At the same time, experts like Gissou Nia, director of the Atlantic Council’s Strategic Litigation Project, sounded the alarm. “Is Brittney Griner a Russian hostage?” she wrote for NBC News on April 12. “What we know about her detention doesn’t support the theory that this was just a routine arrest.” Nia cited several hallmarks of a wrongful detainment in her case: the denial of consular access, a basic right for any foreign national detained; the strikingly timed invasion of Ukraine one week after her arrest; the lack of physical evidence despite the severity of the charge.

And yet, across major U.S. outlets, Griner’s story remained tucked into short backpage paragraphs, even once Griner was officially classified as “wrongfully detained” in May.

But after Griner’s trial began on July 1, media coverage exploded.

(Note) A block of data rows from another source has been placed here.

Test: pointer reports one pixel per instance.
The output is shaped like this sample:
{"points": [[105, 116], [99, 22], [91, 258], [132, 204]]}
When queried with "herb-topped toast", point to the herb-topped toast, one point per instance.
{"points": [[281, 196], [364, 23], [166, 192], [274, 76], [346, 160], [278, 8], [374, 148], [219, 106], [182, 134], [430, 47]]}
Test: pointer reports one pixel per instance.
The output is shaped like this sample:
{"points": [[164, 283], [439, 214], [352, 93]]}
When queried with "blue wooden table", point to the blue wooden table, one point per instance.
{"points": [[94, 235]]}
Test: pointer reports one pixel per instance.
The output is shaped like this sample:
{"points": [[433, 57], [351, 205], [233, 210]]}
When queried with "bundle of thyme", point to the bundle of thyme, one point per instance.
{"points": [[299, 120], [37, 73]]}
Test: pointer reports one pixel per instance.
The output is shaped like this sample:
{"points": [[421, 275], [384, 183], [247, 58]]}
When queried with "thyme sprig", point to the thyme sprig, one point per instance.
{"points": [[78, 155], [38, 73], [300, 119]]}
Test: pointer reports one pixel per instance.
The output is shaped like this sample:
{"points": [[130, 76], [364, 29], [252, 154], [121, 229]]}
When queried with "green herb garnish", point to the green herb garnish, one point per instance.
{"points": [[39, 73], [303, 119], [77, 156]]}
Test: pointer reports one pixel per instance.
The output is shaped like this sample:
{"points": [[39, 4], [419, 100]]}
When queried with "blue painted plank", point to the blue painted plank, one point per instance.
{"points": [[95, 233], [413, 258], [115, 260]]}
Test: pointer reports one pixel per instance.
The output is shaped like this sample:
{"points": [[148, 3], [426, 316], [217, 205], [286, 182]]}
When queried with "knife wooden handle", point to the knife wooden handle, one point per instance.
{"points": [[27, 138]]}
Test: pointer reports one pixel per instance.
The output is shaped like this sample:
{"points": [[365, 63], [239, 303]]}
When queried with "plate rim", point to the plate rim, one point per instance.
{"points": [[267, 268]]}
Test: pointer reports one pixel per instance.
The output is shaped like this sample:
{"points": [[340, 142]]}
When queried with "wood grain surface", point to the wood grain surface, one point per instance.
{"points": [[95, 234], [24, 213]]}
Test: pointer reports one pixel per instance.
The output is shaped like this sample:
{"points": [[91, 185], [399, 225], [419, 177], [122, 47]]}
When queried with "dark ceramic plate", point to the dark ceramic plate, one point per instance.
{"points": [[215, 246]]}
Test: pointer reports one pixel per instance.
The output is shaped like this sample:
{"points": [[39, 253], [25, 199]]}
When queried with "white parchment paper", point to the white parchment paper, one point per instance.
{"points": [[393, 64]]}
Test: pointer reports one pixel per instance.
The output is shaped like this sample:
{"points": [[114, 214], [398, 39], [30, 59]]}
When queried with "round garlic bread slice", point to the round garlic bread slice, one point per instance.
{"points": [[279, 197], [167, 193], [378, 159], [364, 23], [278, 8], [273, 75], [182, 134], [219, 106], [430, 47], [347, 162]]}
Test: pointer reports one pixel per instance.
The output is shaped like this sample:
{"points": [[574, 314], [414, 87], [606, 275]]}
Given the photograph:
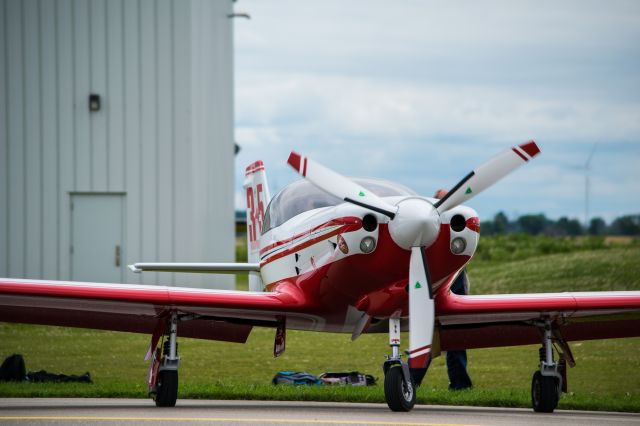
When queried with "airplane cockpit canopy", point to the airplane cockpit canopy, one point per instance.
{"points": [[302, 196]]}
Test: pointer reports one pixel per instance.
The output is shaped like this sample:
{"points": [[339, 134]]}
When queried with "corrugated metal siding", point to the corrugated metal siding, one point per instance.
{"points": [[164, 135]]}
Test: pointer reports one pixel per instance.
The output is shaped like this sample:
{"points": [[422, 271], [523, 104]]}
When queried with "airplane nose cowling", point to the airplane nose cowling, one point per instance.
{"points": [[416, 224]]}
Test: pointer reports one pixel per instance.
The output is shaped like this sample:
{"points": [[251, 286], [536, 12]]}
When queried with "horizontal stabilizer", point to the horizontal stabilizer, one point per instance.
{"points": [[213, 268]]}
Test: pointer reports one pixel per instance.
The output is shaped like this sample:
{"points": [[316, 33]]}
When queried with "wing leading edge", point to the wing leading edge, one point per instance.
{"points": [[506, 320], [215, 314]]}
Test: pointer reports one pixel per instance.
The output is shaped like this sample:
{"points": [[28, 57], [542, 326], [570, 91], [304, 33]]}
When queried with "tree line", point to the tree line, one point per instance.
{"points": [[536, 224]]}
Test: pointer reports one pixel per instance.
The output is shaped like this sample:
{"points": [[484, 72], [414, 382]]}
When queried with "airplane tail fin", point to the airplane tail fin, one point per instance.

Experts say that in the case of wrongful detainment, the legal system is often weaponized and used as a kind of Trojan horse for state-sponsored hostage-taking. Many have warned that Griner faces a “kangaroo court” where the outcome is puppeteered from above. Wrongful detainment advocates such as Jonathan Franks are familiar with this pattern. Franks, a crisis management consultant who has worked closely on several wrongful detainment cases, recently helped to free former Marine Trevor Reed, who was imprisoned in Russia for over two years. “Wrongful detentions are never resolved judicially,” Franks says. “They’re resolved politically. . . . This is not a court and it’s not going to conduct a trial. It’s going to conduct a PR and propaganda exercise for the [Russian] regime.”

But the logic of a “trial” has a bewitching quality. And as Griner’s case turns into a media spectacle, many U.S. outlets are simply reprinting the Russian government’s narrative with headlines like “WNBA star Brittney Griner stands trial in Russia on drug charge” and “Brittney Griner’s trial on drug charges formally begins in Russia.” This framing adds legitimacy to what is widely known to be a sham. The evidence Griner is being railroaded is clear: on July 7, prosecutors testified that Griner was carrying only a fraction of a gram of hashish oil in her luggage. And yet, she faces up to a decade in prison for “large-scale transportation of drugs.”

Now, millions of Americans are coming to know Griner as a detainee in handcuffs, hunched over, led through a Moscow courthouse by armed guards. The optics of incarceration make a particular kind of sense to American audiences. It’s something we should assume Putin’s regime is aware of as well. Narratives that criminalize a six-foot-nine Black lesbian come easy for mainstream media here in the United States.

That’s also what makes the legacy of the first-ever WNBA All-Star Weekend in Chicago so important. It revealed a cathartic outpouring of support from Griner’s community of loved ones and fans. And it sent a direct missive of solidarity to a superstar imprisoned halfway around the world, a message much bigger than basketball.

As Huber put it: “BG is our number-one priority this season.”